Le ministre turc de la Justice, Akın Gürlek, a annoncé vendredi que son ministère avait saisi celui de l’Intérieur. Selon sa déclaration rapportée par Al Jazeera, les mémorandums liés à la demande ont aussi été transmis au ministère des Affaires étrangères.
Un dossier ouvert à Istanbul
La demande s’appuie, d’après le ministre, sur des mandats d’arrêt délivrés le 14 juillet 2026. La 11e Haute Cour pénale d’Istanbul examine le dossier 2026/108, qui compte 35 accusés, dont le premier ministre de l’État sioniste et Avich Moskovitch.
Le dossier concerne, selon le récit rapporté, l’attaque armée et la détention de militants de la Flottille mondiale de la résilience dans les eaux internationales, alors qu’ils se dirigeaient vers Gaza avec une aide humanitaire. Les chefs évoqués dans la procédure sont des accusations : crimes contre l’humanité, génocide, privation aggravée de liberté, blessures volontaires, torture, atteinte aux biens, pillage et détournement de moyens de transport. Aucun verdict n’est indiqué.
Ce qu’implique — et n’implique pas — une notice rouge
Al Jazeera rappelle qu’une notice rouge est une demande transmise par l’intermédiaire d’Interpol pour aider à localiser une personne recherchée et, le cas échéant, permettre une arrestation provisoire avant l’examen d’une extradition ou d’une autre mesure légale.

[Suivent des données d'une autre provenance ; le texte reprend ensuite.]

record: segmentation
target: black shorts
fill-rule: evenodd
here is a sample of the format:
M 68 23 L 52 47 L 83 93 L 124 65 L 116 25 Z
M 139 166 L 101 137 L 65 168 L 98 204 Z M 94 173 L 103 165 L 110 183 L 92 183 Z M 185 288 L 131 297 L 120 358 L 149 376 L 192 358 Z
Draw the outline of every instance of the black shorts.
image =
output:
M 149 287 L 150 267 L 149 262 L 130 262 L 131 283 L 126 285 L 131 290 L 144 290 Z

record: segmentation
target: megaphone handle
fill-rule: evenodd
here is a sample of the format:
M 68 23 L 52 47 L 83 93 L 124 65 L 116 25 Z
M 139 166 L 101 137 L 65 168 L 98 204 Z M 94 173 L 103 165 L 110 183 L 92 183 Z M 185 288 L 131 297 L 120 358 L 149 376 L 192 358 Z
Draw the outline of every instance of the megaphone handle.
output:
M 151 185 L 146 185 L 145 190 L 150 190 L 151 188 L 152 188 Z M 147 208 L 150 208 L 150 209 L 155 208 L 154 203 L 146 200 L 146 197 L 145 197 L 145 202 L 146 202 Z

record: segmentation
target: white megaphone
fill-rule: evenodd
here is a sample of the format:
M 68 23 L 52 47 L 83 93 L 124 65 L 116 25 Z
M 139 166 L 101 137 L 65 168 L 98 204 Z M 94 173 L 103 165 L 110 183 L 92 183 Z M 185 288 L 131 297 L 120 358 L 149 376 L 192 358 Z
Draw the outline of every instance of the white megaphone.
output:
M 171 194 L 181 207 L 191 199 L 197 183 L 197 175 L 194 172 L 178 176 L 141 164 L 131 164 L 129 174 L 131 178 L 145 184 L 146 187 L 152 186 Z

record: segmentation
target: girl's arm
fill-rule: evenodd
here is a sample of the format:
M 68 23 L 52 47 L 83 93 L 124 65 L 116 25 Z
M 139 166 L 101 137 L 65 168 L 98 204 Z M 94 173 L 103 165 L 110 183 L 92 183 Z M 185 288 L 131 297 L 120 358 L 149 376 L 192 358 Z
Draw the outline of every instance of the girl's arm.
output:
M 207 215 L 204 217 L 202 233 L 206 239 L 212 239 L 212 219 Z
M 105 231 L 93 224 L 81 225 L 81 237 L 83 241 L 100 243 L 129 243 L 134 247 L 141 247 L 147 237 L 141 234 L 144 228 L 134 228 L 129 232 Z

Elle ne constitue pas un mandat d’arrêt international contraignant. Surtout, une demande adressée par un État ne prouve pas que la notice a été effectivement diffusée : chaque pays reste libre de l’appliquer selon son propre droit. La diffusion effective d’une notice par Interpol n’est pas établie. Aucune réponse des deux personnes visées à cette demande précise n’est rapportée.